Stadt zahlt bei der Pflege von Landesstraßen drauf

Die Sträucher an der Reschop-Kreuzung sollen pflegeleichterem Rasen weichen, um Kosten einzusparen.
Die Sträucher an der Reschop-Kreuzung sollen pflegeleichterem Rasen weichen, um Kosten einzusparen.
Foto: WAZ FotoPool
Was wir bereits wissen
Straßen NRW erhöht Pauschalbetrag nicht. Um zu sparen, sollen Sträucher nun Rasen weichen.

Hattingen..  „Mit dem Pauschalbetrag von Straßen NRW für die Unterhaltung von Ortsdurchfahrten kommen wir nicht aus“, das teilte Fachbereichsleiterin Solveig Holste dem Bau- und Verkehrsausschuss mit. Schon im vergangenen Jahr hatte die Stadt erklärt, dass die Leistungen des Landes von jährlich rund 54 000 Euro nicht ausreichten (wir berichteten). Der Verkehrsausschuss hatte daraufhin den Auftrag erteilt, mit Straßen NRW zu verhandeln. Nach ausführlichen Gesprächen sehe der Landesbetrieb nun aber keine Möglichkeit, die Pauschale zu erhöhen oder die Stadt aus der Unterhaltungspflicht für die Ortsdurchfahrten zu entlassen, erklärte Holste.
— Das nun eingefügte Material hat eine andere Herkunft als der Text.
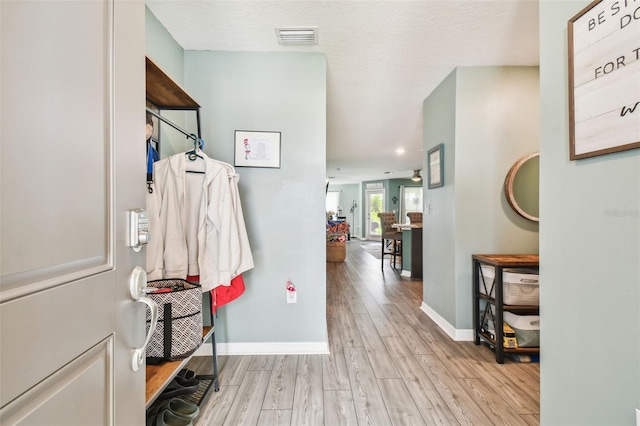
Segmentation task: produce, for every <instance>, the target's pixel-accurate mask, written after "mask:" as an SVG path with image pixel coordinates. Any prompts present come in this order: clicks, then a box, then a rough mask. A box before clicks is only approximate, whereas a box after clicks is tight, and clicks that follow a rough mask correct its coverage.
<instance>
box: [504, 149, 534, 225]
mask: <svg viewBox="0 0 640 426" xmlns="http://www.w3.org/2000/svg"><path fill="white" fill-rule="evenodd" d="M539 175H540V153H538V152H534V153H533V154H529V155H525V156H524V157H522V158H521V159H519V160H518V161H516V163H515V164H514V165H513V166H512V167H511V169H510V170H509V173H507V178H506V179H505V181H504V193H505V196H506V197H507V202H508V203H509V205H510V206H511V208H512V209H513V210H514V211H515V212H516V213H518V214H519V215H520V216H522V217H524V218H527V219H529V220H532V221H534V222H538V221H540V219H539V218H538V201H539V185H540V178H539Z"/></svg>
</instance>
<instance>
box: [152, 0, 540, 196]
mask: <svg viewBox="0 0 640 426" xmlns="http://www.w3.org/2000/svg"><path fill="white" fill-rule="evenodd" d="M146 4H147V5H148V7H149V9H150V10H151V11H152V12H153V14H154V15H155V16H156V17H157V18H158V20H159V21H160V22H161V23H162V24H163V25H164V26H165V27H166V28H167V30H168V31H169V33H170V34H171V35H172V36H173V38H174V39H175V40H176V41H177V42H178V44H180V45H181V46H182V47H183V48H184V49H185V50H219V51H249V52H265V51H266V52H284V51H286V52H301V51H302V52H322V53H325V54H326V56H327V177H334V178H335V180H333V182H336V183H347V182H360V181H363V180H373V179H389V178H401V177H410V176H411V174H412V171H413V170H415V169H422V163H423V157H424V153H423V152H422V102H423V101H424V99H425V98H426V97H427V96H428V95H429V94H430V93H431V92H432V91H433V89H435V88H436V87H437V86H438V84H439V83H440V82H442V80H443V79H444V78H445V77H446V76H447V75H448V74H449V73H450V72H451V71H452V70H453V69H454V68H455V67H456V66H482V65H538V63H539V61H538V57H539V55H538V0H501V1H493V0H415V1H400V0H386V1H353V0H352V1H340V0H332V1H311V0H294V1H272V0H253V1H239V0H232V1H220V0H146ZM283 26H317V27H318V38H319V42H318V44H317V45H311V46H299V45H298V46H282V45H279V44H278V43H277V40H276V35H275V30H274V28H275V27H283ZM440 142H443V141H434V142H433V144H430V145H436V144H437V143H440ZM430 147H431V146H428V147H427V149H428V148H430ZM397 150H404V153H403V154H398V153H397ZM384 172H392V173H391V174H384Z"/></svg>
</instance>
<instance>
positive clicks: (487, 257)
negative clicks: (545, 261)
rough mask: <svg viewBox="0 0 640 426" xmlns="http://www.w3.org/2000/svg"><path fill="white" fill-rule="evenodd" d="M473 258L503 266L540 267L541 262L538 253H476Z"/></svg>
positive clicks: (491, 263)
mask: <svg viewBox="0 0 640 426" xmlns="http://www.w3.org/2000/svg"><path fill="white" fill-rule="evenodd" d="M471 258H472V259H476V260H478V261H480V262H481V263H485V264H487V265H492V266H502V267H504V268H509V267H513V266H518V267H527V266H534V267H538V265H539V264H540V256H538V255H537V254H474V255H472V256H471Z"/></svg>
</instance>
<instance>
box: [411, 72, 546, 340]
mask: <svg viewBox="0 0 640 426" xmlns="http://www.w3.org/2000/svg"><path fill="white" fill-rule="evenodd" d="M538 79H539V72H538V67H458V68H456V69H455V70H454V71H453V72H452V73H451V74H450V75H449V76H448V77H447V78H446V79H445V80H444V81H443V82H442V83H441V85H440V86H438V88H436V90H434V91H433V92H432V94H431V95H430V96H429V97H428V98H427V99H426V100H425V102H424V108H423V114H424V136H423V137H424V152H425V164H424V168H425V170H427V164H426V153H427V151H428V150H429V149H431V148H432V147H434V146H436V145H438V144H440V143H443V144H444V167H445V178H444V186H443V187H440V188H434V189H428V185H427V184H426V183H425V185H424V188H425V189H424V191H425V196H424V199H425V206H427V208H428V209H429V215H427V216H426V217H425V219H424V226H425V230H424V233H425V238H424V242H423V244H424V260H423V263H424V265H425V266H424V291H423V297H424V303H425V305H427V306H428V307H429V308H430V309H432V310H433V311H435V312H436V313H437V314H438V315H439V316H440V317H442V318H443V319H444V320H445V321H446V322H447V323H448V325H449V326H451V328H452V329H454V330H456V334H457V335H461V336H464V339H465V340H466V339H467V338H469V336H470V334H471V333H470V332H469V331H470V330H471V329H472V325H473V319H472V287H471V281H472V277H471V255H472V254H476V253H485V254H488V253H534V254H537V253H538V224H537V223H534V222H530V221H528V220H526V219H524V218H522V217H520V216H518V215H517V214H516V213H515V212H513V211H512V210H511V208H510V207H509V205H508V203H507V201H506V199H505V196H504V191H503V182H504V179H505V177H506V175H507V172H508V171H509V169H510V168H511V166H512V165H513V163H515V162H516V161H517V160H518V159H519V158H520V157H522V156H524V155H525V154H529V153H532V152H536V151H538V147H539V125H538V124H539V120H538V117H539V82H538Z"/></svg>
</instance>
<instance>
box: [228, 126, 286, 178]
mask: <svg viewBox="0 0 640 426" xmlns="http://www.w3.org/2000/svg"><path fill="white" fill-rule="evenodd" d="M234 160H235V162H234V165H235V166H238V167H267V168H274V169H279V168H280V132H256V131H250V130H236V132H235V148H234Z"/></svg>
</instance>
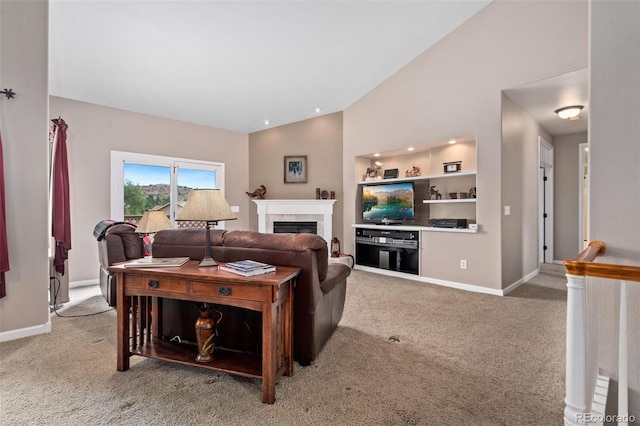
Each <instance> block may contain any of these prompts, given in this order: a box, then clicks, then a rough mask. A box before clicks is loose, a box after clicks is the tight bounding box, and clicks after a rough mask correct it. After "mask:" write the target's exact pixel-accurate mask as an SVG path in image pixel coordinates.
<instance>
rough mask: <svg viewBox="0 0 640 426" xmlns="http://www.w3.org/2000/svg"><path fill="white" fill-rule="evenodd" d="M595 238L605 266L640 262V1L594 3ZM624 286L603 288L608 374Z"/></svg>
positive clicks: (638, 296) (633, 347) (601, 330)
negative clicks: (612, 264) (620, 300)
mask: <svg viewBox="0 0 640 426" xmlns="http://www.w3.org/2000/svg"><path fill="white" fill-rule="evenodd" d="M590 6H591V8H590V28H591V38H590V49H589V53H590V55H589V97H590V100H589V111H590V112H589V157H590V164H589V174H590V182H589V185H590V189H591V191H590V193H591V194H592V196H591V197H589V198H590V203H589V209H590V216H591V217H590V226H589V233H590V237H591V240H601V241H604V243H605V244H606V246H607V253H606V255H605V256H604V258H603V259H602V261H603V262H607V263H626V264H633V265H637V266H639V265H640V221H639V220H638V218H640V196H639V195H638V186H639V185H640V167H638V164H640V120H638V117H640V2H637V1H635V2H626V1H614V2H602V1H591V2H590ZM629 287H630V288H629V291H628V297H629V306H628V315H629V317H628V324H629V333H628V336H629V399H630V402H629V412H630V413H631V414H634V415H635V416H636V418H638V416H640V350H639V349H640V283H631V282H630V283H629ZM619 293H620V291H619V285H617V284H605V286H604V288H603V290H602V292H601V293H600V298H599V300H600V301H601V306H600V307H599V310H600V318H601V321H603V324H602V326H601V332H600V333H599V336H598V338H599V342H600V344H601V346H602V350H601V356H602V358H601V360H602V362H601V365H600V367H601V368H602V369H603V372H604V374H606V375H611V377H613V378H614V379H617V377H618V374H617V367H618V365H617V364H618V362H617V360H618V354H617V347H618V339H617V336H618V333H617V332H616V331H615V330H616V323H617V321H618V315H619V314H618V309H617V300H618V298H619Z"/></svg>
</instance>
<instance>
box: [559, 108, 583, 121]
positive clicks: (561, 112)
mask: <svg viewBox="0 0 640 426" xmlns="http://www.w3.org/2000/svg"><path fill="white" fill-rule="evenodd" d="M582 108H583V106H582V105H572V106H569V107H564V108H559V109H557V110H555V111H554V112H555V113H556V114H558V117H560V118H564V119H565V120H569V121H573V120H579V119H580V117H579V116H578V114H580V111H582Z"/></svg>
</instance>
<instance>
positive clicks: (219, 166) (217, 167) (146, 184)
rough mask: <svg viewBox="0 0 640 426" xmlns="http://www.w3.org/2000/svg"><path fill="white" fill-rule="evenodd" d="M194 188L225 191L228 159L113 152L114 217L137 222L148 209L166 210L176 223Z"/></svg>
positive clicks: (111, 152)
mask: <svg viewBox="0 0 640 426" xmlns="http://www.w3.org/2000/svg"><path fill="white" fill-rule="evenodd" d="M192 189H220V190H221V191H222V194H223V195H224V163H214V162H209V161H198V160H186V159H181V158H171V157H161V156H157V155H146V154H136V153H130V152H121V151H112V152H111V219H113V220H125V221H129V222H134V223H135V222H137V221H138V220H139V219H140V217H141V216H142V214H143V213H144V212H145V211H146V210H163V211H165V213H166V214H167V217H169V219H171V221H172V222H174V223H175V218H176V217H177V215H178V212H179V211H180V209H181V208H182V207H183V206H184V202H185V201H186V200H187V198H188V197H189V194H190V193H191V190H192ZM191 225H192V224H190V226H191ZM219 227H223V226H219Z"/></svg>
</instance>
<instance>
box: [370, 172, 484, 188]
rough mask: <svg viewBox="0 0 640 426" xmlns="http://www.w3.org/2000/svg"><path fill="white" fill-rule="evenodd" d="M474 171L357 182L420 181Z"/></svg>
mask: <svg viewBox="0 0 640 426" xmlns="http://www.w3.org/2000/svg"><path fill="white" fill-rule="evenodd" d="M475 174H476V171H475V170H473V171H468V172H455V173H440V174H436V175H424V176H416V177H403V178H394V179H374V180H363V181H360V182H358V185H362V184H367V183H377V182H385V183H387V182H389V183H390V182H412V181H420V180H429V179H441V178H452V177H456V176H474V175H475Z"/></svg>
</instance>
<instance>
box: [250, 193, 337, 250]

Auf gut 3,4 Kilometern Länge übernimmt die Stadt auf Landestraßen, die über Hattinger Gebiet führen, Arbeiten wie Winterdienst, Grünschnitt, Straßenreinigung und die Unterhaltung von Fahrbahnen. Dafür erhält sie jährlich eine Pauschale. Doch schon in den Jahren 2012 und 2013 fehlten im städtischen Haushalt durch die Pflege der Landesstraßen 22 000 beziehungsweise 18 000 Euro. Die neue Lösung der Verwaltung sieht deshalb nun vor, „das Straßenbegleitgrün pflegeleichter zu gestalten“. Das bedeutet, dass auf der Strecke, die die Stadt verantwortet, Sträucher entfernt werden und durch Rasen ersetzt werden.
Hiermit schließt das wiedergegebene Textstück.